Writing in the National Post, MLI senior fellow Philip Cross takes issue with the popular notion "in some quarters" that Canadians should be paying higher taxes to fund government services, including former Clerk of the Privy Council Alex Himelfarb and Ontario Premier Kathleen Wynne, who has urged Ontarians to have an "adult" conversation about taxes to pay for transportation infrastructure, that according to Cross, "evidently elicited a string of adult words from taxpayers". Cross concludes that "governments in Canada are not being starved for resources. All the federal government is doing is shrinking back to its pre-recession size", and most provinces and municipalities aren't even considering "such modest restraint".

Philip Cross, April 8, 2014

The notion is circulating in some quarters that maybe Canada's problem is we don't pay enough taxes (try not to laugh). Alex Himelfarb, former head of the federal civil service, co-edited a pro-tax tome called "Tax is not a four-letter word." One of Kathleen Wynne's first musings as Ontario Premier was the need to have an "adult" conversation about higher taxes to pay for transportation infrastructure. Wynne's attempt at such a conversation evidently elicited a string of adult words from taxpayers, as she shelved the idea of tax hikes last month.

The CBC's Sunday Edition was quick to pick up the thread, inviting former senior mandarin Eugene Lang to harang its listeners about how the federal government was forgoing $45-billion of "needed funds" due to tax cuts, supposedly favouring the rich. Sunday Edition continued its pro-tax crusade last month with a segment devoted to how corporate income taxes were too low. Calls to hike taxes invariably include U.S. Supreme Court Justice Oliver Wendell Holmes's quote that taxes are the "price one pays to live in civilized society," although taxes were only 13% of GDP when he wrote that.

Long before Holmes, the philosopher John Locke observed that "the reason why men enter into society is the preservation of property." Therefore, when governments confiscate people's property, they enter "a state of war with the people." Today, taxpayers are well on the way to losing that war, with government revenue in Canada gobbling up 37.9% of GDP, with our average above the OECD's every year since 1970.

Himelfarb decries the "unnatural divorce" between taxes and the public goods and services they buy. Actually, the public seems to have a very good sense of the relationship between the two, perceiving a large and growing gap. The goal of taxpayers is not to reduce the tax burden to some arbitrary number like its long-run average or pre-recession level, but to reduce the burden to the minimum necessary to provide the services the public wants.

The never-ending revelation of scandalous waste and fraud in government tells the public that they still are not getting good value for their tax dollars. Just in the past couple of years we have witnessed the bottomless money pit that is Ontario's energy sector, the endless corruption involving Quebec's construction industry and in many cities across the country, outright fraud by sitting members of the Senate, the F-35 airplane fiasco, and the ongoing charade of public service compensation and pension benefits. On Himelfarb's watch, the billions of spending on health care recommended by the Romanow Report were swallowed whole by the health care bureaucracy. During his time heading the civil service, pay equity settlements removed the last hinge attaching federal pay to reality, by assuming that all wage gaps between occupational groups reflected one group was being under-paid, never that the other group was being over-paid.

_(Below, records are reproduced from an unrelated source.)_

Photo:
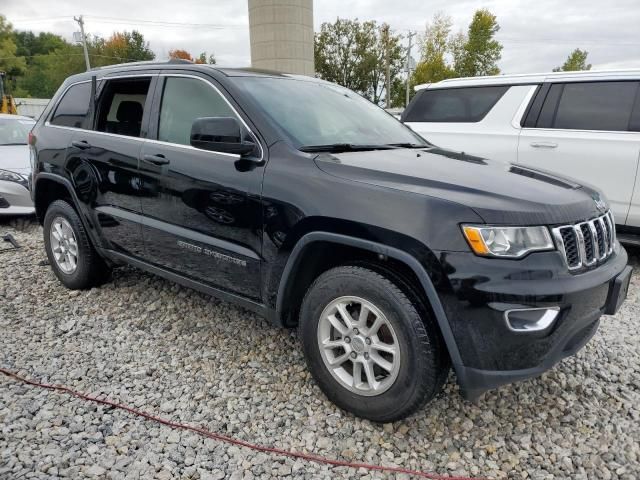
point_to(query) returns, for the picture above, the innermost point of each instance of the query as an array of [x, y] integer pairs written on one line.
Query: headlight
[[8, 176], [509, 242]]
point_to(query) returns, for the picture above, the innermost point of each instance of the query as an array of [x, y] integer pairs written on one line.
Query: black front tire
[[423, 362], [90, 270]]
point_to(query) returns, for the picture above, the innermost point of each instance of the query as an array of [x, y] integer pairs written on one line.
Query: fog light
[[531, 319]]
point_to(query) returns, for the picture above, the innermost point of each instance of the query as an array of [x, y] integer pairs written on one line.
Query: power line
[[135, 21], [164, 23]]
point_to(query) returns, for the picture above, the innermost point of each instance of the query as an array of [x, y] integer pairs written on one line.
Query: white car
[[15, 165], [584, 125]]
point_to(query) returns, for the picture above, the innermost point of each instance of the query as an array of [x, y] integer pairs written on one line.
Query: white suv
[[584, 125]]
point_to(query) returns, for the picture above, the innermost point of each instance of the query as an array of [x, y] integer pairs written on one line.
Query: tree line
[[37, 64], [355, 54]]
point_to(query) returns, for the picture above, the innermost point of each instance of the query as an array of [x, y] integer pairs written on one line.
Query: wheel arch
[[49, 187], [292, 267]]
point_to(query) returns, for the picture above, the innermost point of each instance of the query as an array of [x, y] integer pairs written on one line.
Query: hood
[[500, 193], [15, 158]]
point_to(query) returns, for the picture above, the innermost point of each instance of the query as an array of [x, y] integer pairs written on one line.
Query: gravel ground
[[159, 347]]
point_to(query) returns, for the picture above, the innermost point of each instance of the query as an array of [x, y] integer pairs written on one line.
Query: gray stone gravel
[[171, 351]]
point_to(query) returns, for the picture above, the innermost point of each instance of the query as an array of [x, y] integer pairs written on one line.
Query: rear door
[[108, 155], [583, 131], [204, 218]]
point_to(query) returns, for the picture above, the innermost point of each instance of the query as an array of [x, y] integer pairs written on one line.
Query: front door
[[583, 132], [204, 218], [108, 155]]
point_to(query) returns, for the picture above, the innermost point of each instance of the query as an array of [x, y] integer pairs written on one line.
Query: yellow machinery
[[7, 104]]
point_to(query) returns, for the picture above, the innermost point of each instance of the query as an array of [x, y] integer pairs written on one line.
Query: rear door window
[[121, 106], [604, 106], [73, 109], [454, 104]]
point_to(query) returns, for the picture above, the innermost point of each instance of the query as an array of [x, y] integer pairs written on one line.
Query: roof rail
[[145, 62]]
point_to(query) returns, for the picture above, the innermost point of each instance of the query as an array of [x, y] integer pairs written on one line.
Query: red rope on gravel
[[224, 438]]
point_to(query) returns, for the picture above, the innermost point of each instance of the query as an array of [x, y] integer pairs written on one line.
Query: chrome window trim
[[151, 140]]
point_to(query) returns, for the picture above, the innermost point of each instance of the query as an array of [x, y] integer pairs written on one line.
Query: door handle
[[156, 159], [81, 144], [544, 144]]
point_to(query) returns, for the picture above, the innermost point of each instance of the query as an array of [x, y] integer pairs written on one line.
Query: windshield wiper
[[343, 147], [410, 145]]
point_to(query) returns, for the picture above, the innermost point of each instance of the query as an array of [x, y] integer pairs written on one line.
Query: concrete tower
[[281, 33]]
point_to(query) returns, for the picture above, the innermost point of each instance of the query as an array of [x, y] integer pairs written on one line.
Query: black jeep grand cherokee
[[300, 200]]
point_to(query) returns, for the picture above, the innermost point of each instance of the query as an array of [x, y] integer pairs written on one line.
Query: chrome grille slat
[[586, 244]]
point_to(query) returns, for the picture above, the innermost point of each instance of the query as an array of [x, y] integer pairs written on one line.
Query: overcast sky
[[537, 35]]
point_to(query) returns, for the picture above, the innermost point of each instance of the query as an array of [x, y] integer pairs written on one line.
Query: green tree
[[436, 45], [577, 60], [30, 45], [12, 65], [121, 47], [480, 54], [353, 54], [203, 58]]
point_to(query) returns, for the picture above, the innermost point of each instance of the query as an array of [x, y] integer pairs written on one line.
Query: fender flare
[[378, 248], [66, 183]]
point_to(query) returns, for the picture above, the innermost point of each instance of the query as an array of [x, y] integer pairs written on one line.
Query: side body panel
[[202, 215], [607, 160]]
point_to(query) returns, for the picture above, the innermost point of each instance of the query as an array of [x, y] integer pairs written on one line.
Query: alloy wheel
[[64, 245], [359, 346]]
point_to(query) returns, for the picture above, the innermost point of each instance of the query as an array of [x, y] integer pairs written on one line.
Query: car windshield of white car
[[14, 131]]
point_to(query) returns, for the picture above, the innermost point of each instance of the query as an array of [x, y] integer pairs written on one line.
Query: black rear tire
[[423, 363], [90, 269]]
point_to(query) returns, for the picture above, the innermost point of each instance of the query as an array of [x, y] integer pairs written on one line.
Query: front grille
[[588, 243]]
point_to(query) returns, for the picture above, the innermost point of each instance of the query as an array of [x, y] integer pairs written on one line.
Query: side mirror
[[219, 134]]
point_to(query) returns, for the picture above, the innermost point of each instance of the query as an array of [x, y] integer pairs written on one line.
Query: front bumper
[[15, 199], [478, 291]]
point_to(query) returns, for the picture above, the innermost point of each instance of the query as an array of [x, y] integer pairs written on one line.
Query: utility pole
[[411, 35], [385, 36], [80, 21]]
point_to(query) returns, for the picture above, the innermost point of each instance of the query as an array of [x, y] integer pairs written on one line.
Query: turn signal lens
[[509, 242], [475, 240]]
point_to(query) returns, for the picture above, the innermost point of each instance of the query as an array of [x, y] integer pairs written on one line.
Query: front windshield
[[15, 131], [316, 113]]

As for the idea that tax cuts have favoured the rich, this is another in a litany of false claims that have been imported wholesale from the polarized ideological debates in the U.S. without relevance to the facts in Canada. In Canada, tax cuts have disproportionately gone to the lower and middle classes. These include the two cuts to the GST (whose progressivity was enhanced from the start by the exemption for food) and the numerous boutique tax cuts targeted to middle class families in recent federal budgets.

Regrettably, there have been no across-the-board tax cuts recently in Canada. As a result, a recent Statistics Canada study by Brian Murphy and Andrew Heisz found that the progressivity of the tax system has increased even as the overall tax burden eased from its record highs. That many regard more progressivity as unquestionably desirable shows an attitude rooted in the 19th century, when the richest people worked the least and the poor the most. Today the reverse is true, as over half of top income earners work over 50 hours a week, compared with less than 20% of everyone else. Why would we want to discourage the most productive and tax-bearing segment of society from working more here rather than in the U.S., or just working less?

Governments in Canada are not being starved for resources. All the federal government is doing is shrinking back to its pre-recession size. No such modest restraint is even being entertained by provincial and municipal governments, who continue to indulge in the spending splurge that began with the 2008 recession, pushing their budget deficits to record levels five years into the recovery. Compassion from progressives never extends to taxpayers. Proponents of the view that more taxes are needed in Canada give substance to Mark Milke's book, "Tax Me I'm Canadian."

Philip Cross is a Fellow at the Macdonald-Laurier Institute and former Chief Economic Analyst at Statistics Canada.